Moldawien: Empörung im Greenroom


Moldawien - Osteuropäische Vorentscheide enden gerne einmal im völligen Chaos, besonderes Beispiel ist die Ukraine, in der regelmäßig nachträglich alles disqualifiziert wird, was Beine hat. Dieses Jahr hat sich der Pöbel gegen den Sieger des moldawischen Vorentscheids, den Ukrainer Eduard Romanyuta, gerichtet, vielleicht nicht ganz zu Unrecht.
 
Ich muss zu seiner Ehrenrettung im Vorfeld sagen: er hat den einzigen Uptempo-Song in diesem Jahr bisher, der die Bezeichnung auch verdient. Dennoch scheint bei "O Melodie Pentru Europa" einiges nicht ganz koscher gewesen zu sein. Es gehört schon einiges dazu, dass nach der Bekanntgabe des Siegers in Chisinau die gesammelte Line Up des Vorentscheids anfängt den Sänger auszubuhen und geschlossen den Saal verlässt und die Aftershow-Party boykottiert.
 
Unmittelbar nach der Show postete Pasha Parfeny: "RIP Eurovision Moldawien, es ist egal, dass der Ukrainer ist.
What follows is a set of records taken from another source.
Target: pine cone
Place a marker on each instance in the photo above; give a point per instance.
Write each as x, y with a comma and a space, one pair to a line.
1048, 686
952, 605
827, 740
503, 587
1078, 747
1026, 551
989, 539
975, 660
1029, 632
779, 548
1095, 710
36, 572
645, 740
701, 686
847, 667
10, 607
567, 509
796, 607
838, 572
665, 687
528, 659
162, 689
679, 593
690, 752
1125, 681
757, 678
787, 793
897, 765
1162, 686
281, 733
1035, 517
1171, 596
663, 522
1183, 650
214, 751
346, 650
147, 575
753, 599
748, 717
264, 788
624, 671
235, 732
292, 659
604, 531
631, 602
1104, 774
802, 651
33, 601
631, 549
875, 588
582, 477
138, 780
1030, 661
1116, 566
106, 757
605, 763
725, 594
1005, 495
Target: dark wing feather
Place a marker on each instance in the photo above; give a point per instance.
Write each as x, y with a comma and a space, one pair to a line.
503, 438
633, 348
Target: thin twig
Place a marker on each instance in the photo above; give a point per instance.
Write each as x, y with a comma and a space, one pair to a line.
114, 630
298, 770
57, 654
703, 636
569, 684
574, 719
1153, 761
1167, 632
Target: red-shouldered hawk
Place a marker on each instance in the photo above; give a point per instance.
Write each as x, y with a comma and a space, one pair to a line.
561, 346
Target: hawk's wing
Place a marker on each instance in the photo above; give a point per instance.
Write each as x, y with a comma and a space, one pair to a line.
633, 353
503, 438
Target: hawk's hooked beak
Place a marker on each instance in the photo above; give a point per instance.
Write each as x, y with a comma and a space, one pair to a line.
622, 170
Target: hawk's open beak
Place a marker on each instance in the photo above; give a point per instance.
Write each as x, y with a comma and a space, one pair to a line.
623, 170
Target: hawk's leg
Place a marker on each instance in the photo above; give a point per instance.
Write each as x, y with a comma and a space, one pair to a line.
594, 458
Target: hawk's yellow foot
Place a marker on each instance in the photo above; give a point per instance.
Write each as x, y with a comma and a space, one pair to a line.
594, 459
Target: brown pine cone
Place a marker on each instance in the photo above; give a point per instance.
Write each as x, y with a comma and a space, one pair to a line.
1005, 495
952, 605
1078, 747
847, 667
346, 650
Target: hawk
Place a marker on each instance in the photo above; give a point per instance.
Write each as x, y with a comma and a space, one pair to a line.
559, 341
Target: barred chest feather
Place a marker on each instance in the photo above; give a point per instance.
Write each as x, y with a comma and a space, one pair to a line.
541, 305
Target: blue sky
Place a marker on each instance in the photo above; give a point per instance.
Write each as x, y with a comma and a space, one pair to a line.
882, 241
Was nicht egal ist, ist, dass er korrupt ist." Es ist schon beachtlich, dass er über 13.500 Stimmen in einem vergleichsweise armen und kleinen Land wie Moldawien auf sich vereinen konnte und die Juroren ebenfalls derart positiv für Eduard stimmten. Ihm wird vorgeworfen, rund 200 SIM Cards verteilt zu haben, mit der Intention, mehr Stimmen zu erhalten. Ein Prozedere, das man sonst nur aus Aserbaidschan kennt.
 
Das der Song auch noch ein Plagiat von Mariah Carey "It's like that" sein soll, ist dabei fast nebensächlich. Erboste Reaktionen gab es im Anschluss u.a. auch von Doinita Gherman, Serj Kuzenkoff und Dana Markitan, man schaue sich dieses Video an, Dana läuft zur Höchstform auf. Auch die moldawischen Fans fanden die Entscheidung fragwürdig und protestierten. Ob TRM in dieser Sache tätig wird und zumindest eine Klärung anberaumt, wird sich in den kommenden Tagen zeigen.